What does the future hold for the development of technology and jobs
Friday February 5, 2016
Ever wanted to have the power to look into the future? While we don't use crystal balls, tarot cards or tea leaves at the Recruitment Company, we can paint a picture into how jobs markets and trends will play out in the next few years. Here are some recent reports that shed some light on the future of technology, businesses and jobs in the new year and beyond.
A third of the skills that companies will need in 2020 do no currently exist.
How will the global workforce evolve?
According to the Future of Jobs report from the World Economic Forum, certain industries will see an increase in roles while others may see a fall in the number of roles.
The worldwide computing and mathematics sector will expand rapidly through to 2020, with 405,000 new roles created in this field. Engineers can also expect to see more recruitment opportunities as roles increase by 339,000.
Many organisations will see their business model disrupted and will require new talent to ensure they can build a more relevant strategy. By 2020, a third of the skills that companies will need do no currently exist yet. However, so-called soft skills such as persuasion, emotional intelligence and leadership will still be relevant, seeing higher demand in support of technical skills.

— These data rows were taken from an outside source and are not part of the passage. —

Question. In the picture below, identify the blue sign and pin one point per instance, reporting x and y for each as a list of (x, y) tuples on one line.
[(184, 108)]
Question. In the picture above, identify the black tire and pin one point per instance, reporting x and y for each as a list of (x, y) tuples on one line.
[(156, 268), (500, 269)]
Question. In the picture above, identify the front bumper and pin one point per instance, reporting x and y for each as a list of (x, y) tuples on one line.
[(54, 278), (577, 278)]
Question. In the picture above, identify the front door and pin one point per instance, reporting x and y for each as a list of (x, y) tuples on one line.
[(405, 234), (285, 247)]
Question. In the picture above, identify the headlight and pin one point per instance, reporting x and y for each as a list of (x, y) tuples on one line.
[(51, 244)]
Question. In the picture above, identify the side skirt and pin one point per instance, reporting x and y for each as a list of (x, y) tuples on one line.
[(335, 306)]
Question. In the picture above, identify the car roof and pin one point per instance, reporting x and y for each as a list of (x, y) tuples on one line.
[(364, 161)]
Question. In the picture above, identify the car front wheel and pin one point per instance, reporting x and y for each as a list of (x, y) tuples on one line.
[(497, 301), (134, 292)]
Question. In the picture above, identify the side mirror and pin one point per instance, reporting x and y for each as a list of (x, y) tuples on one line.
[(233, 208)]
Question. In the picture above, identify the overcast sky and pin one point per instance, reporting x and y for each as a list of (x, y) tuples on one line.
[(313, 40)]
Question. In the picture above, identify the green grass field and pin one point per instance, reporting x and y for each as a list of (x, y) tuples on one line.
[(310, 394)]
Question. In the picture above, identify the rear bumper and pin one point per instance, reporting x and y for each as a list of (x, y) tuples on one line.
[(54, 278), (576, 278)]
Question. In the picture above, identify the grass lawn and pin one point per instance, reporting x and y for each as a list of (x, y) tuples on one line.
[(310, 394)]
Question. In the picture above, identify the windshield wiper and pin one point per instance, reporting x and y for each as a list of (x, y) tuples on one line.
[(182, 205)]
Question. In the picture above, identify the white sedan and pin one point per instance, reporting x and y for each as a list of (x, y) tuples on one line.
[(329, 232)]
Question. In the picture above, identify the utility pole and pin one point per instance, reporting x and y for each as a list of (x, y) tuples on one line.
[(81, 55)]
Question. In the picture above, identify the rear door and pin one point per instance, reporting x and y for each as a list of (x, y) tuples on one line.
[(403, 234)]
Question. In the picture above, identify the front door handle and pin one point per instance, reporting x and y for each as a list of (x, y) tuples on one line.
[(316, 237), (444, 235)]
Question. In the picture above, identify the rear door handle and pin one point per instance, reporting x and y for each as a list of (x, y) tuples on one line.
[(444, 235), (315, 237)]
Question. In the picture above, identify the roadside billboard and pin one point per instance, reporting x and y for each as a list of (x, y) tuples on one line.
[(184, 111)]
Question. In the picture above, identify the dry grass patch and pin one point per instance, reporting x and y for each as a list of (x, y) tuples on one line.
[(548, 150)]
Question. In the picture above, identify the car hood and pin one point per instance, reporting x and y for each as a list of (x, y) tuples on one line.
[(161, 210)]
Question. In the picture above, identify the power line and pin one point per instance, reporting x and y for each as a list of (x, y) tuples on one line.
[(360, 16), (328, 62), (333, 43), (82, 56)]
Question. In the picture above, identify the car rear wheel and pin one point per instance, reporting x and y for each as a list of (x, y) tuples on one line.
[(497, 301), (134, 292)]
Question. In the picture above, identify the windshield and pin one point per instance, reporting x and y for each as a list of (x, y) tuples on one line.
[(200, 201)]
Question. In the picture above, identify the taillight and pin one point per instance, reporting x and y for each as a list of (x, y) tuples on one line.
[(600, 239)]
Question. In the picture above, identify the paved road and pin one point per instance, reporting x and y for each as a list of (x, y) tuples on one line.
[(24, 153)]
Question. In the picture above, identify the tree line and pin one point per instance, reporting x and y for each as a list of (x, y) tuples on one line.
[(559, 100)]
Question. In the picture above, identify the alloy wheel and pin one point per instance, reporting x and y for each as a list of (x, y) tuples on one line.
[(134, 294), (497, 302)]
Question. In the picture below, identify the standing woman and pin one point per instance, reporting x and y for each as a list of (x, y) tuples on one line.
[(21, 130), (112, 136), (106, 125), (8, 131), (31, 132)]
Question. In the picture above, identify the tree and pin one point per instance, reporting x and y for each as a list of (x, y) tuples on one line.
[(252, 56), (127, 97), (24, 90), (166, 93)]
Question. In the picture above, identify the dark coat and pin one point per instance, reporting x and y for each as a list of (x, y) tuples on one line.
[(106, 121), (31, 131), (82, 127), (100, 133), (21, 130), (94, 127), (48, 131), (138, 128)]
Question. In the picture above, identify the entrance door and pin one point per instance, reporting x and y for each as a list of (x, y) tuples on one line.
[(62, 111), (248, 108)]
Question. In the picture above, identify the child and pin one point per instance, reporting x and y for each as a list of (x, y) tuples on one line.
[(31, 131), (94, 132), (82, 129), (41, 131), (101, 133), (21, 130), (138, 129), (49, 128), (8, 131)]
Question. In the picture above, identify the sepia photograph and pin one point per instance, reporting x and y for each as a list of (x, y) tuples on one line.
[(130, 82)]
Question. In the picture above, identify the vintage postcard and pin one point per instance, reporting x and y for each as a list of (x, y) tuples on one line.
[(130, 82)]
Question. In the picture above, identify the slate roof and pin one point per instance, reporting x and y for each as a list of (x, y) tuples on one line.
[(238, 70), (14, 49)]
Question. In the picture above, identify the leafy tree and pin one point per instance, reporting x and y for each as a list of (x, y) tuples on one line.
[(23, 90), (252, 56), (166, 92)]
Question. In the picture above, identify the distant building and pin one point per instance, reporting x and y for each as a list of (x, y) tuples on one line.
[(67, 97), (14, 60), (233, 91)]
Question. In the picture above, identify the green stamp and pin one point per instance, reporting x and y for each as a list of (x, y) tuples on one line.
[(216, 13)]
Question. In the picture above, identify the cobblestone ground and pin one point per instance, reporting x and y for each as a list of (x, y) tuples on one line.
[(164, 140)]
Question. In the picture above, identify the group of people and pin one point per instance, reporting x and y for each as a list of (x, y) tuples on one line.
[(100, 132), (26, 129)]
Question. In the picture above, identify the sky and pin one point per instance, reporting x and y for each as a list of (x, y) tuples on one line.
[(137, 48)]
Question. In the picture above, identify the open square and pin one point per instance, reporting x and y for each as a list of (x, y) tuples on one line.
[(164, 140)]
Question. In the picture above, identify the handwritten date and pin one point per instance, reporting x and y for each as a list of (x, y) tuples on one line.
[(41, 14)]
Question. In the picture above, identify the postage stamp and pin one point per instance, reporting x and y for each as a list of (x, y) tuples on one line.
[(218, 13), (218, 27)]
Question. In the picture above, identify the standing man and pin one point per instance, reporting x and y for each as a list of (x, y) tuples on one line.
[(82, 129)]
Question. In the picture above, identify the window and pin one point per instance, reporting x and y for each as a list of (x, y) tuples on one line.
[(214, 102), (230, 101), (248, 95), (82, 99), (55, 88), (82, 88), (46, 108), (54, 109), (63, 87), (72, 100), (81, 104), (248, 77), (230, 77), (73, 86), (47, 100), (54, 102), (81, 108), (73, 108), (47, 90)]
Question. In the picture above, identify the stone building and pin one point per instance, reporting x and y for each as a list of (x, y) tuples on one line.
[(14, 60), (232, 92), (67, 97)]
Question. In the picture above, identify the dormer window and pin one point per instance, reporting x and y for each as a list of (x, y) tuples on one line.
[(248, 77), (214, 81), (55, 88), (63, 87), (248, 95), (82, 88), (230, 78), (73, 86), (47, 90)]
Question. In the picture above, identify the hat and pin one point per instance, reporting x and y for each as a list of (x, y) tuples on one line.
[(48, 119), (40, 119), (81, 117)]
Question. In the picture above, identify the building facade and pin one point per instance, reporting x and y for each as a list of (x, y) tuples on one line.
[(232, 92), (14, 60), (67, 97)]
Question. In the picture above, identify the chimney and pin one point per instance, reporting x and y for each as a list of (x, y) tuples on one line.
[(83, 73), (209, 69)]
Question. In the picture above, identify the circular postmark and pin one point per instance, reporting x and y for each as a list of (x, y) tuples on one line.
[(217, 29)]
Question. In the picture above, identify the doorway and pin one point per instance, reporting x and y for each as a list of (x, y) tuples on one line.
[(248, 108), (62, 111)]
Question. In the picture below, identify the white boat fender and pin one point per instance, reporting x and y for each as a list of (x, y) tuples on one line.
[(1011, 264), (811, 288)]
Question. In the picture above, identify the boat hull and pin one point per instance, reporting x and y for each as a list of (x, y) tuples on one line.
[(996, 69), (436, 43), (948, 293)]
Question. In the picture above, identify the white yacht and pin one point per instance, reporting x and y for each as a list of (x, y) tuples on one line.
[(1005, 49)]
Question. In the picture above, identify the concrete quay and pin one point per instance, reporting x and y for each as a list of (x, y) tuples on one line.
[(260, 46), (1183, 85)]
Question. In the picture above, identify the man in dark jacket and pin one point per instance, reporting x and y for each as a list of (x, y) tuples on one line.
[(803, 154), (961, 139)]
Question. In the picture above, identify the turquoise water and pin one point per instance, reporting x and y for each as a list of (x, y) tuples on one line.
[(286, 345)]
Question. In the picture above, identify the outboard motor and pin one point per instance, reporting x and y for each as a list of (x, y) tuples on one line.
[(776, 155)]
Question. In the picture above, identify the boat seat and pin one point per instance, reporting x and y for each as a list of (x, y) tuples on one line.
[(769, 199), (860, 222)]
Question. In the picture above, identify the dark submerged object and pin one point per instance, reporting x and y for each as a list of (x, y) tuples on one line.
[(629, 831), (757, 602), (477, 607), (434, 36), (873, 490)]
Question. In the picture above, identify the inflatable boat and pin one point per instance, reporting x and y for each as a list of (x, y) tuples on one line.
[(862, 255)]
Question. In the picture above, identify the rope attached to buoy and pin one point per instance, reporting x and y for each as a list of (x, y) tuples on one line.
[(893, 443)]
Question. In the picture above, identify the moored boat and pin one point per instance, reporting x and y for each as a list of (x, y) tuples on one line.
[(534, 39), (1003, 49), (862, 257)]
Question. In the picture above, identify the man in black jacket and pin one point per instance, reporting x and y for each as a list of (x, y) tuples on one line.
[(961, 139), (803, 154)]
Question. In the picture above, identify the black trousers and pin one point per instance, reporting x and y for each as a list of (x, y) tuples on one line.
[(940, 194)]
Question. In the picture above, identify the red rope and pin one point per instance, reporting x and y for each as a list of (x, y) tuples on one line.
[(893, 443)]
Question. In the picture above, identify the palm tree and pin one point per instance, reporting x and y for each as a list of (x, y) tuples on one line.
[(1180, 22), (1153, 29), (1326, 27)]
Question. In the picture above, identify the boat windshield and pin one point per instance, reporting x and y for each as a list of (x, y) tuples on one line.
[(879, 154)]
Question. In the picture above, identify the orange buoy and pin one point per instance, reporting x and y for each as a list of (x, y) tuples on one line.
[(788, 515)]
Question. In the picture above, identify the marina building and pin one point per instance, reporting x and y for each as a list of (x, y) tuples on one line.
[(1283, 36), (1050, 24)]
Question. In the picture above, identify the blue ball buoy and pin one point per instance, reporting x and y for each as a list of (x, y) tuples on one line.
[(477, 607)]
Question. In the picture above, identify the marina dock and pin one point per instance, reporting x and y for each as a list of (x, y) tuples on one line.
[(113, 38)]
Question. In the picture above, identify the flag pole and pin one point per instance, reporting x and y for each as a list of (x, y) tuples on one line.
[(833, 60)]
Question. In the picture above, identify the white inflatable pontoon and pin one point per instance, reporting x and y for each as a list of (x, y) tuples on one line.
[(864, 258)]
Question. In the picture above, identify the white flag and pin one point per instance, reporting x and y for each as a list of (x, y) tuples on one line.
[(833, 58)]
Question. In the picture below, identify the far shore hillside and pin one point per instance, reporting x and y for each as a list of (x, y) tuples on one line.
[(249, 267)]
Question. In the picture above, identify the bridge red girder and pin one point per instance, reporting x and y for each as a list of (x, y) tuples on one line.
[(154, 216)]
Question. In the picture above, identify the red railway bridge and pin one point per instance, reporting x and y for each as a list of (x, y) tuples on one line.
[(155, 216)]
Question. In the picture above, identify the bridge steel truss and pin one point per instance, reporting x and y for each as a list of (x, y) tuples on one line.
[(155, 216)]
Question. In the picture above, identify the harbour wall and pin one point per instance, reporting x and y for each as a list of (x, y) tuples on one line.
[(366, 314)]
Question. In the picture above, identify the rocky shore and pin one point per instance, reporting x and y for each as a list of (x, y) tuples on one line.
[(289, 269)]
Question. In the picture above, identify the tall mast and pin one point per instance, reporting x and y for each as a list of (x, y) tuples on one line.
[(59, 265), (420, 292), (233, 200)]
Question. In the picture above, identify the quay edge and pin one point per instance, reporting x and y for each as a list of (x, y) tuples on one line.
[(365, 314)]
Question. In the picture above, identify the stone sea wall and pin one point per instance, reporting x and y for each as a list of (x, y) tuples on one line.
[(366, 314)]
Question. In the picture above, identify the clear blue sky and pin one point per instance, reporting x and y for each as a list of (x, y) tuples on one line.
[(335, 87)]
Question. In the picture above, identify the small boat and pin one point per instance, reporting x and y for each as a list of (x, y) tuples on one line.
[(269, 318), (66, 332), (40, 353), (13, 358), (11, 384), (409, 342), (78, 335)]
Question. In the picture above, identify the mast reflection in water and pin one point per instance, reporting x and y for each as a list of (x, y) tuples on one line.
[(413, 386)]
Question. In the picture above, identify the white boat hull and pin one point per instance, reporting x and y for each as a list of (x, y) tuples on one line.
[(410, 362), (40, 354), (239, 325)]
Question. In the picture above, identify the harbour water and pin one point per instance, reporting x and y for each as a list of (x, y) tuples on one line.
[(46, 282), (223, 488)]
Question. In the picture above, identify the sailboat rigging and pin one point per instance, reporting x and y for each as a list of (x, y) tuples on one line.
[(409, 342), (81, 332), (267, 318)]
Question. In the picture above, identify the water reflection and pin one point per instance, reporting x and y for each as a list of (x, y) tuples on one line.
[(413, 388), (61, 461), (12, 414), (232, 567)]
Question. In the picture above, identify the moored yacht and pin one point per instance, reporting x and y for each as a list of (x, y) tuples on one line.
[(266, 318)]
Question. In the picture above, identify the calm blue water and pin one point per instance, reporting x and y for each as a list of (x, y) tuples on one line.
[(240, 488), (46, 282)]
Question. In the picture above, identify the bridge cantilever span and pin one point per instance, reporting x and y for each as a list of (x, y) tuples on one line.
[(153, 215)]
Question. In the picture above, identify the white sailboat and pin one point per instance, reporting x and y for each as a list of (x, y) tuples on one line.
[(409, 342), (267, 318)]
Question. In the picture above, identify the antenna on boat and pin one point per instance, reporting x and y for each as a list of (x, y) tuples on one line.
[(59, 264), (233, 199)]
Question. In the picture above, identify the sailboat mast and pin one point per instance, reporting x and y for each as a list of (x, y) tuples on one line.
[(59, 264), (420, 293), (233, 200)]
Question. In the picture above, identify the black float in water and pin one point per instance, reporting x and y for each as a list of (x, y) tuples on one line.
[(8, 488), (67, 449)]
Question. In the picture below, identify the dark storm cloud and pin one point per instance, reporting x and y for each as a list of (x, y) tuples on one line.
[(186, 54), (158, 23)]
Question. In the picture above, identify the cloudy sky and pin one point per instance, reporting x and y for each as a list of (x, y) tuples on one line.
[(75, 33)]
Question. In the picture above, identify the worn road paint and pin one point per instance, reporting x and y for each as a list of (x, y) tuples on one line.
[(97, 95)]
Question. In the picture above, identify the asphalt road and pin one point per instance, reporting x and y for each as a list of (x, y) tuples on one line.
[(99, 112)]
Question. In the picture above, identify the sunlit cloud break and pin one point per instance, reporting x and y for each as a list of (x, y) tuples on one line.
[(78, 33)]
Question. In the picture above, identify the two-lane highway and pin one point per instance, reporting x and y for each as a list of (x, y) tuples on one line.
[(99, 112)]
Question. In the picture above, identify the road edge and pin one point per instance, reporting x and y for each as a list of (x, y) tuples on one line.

Social skills do not always come naturally to people so here is a video highlighting the importance of perfecting your handshake to get you off in the right direction.
Tech trends for 2016
As we advance into the new year, Accenture has collated a list of key technology trends for the next wave of innovation.
The five underlying forces for the year will be intelligent automation, a liquid workforce, predictable disruption, digital trust and the platform economy. Overarching all these factors is the digital space, which will comprise 25 per cent of the global economy by 2020. Those with skills in this area will be set to gain the best technology jobs in the future.
However, these trends will be meaningless without a focus on people. Collaboration with customers and peers will become the norm as companies seek to create better solutions for an array of problems. CEO of Ricoh Europe David Mills reiterated this sentiment in a recent IBM report.
"We anticipate relying more heavily on partnerships and adjacencies, and on innovating by listening to clients and developing solutions together," he said.
C-Suite prepares for new challenges in 2016
With the lines between industries becoming less defined, this is presenting both opportunities and threats for many businesses. A recent survey from IBM looked at the top influencing factors cited by the C-Suite and industry divergence topped the list across all departments. Lowered barriers to entry and increasing capabilities of companies mean that established conglomerates could be more easily overtaken in the market.
To help secure a position among these competitive forces, having an understanding of technology will be key for the top professionals. While 72 per cent of C-Suite members agree that technology is a significant factor, many are unsure of its full effect.
Of course, cybersecurity remains a top concern, especially for COOs and CIOs. Other key factors included the "anywhere" workplace, the redistribution of consumer purchasing power and a need for sustainable practices.
Embracing the future of technology can be a challenging undertaking, but with the right vision and a strong team of professionals, any organisation can adapt for a new world.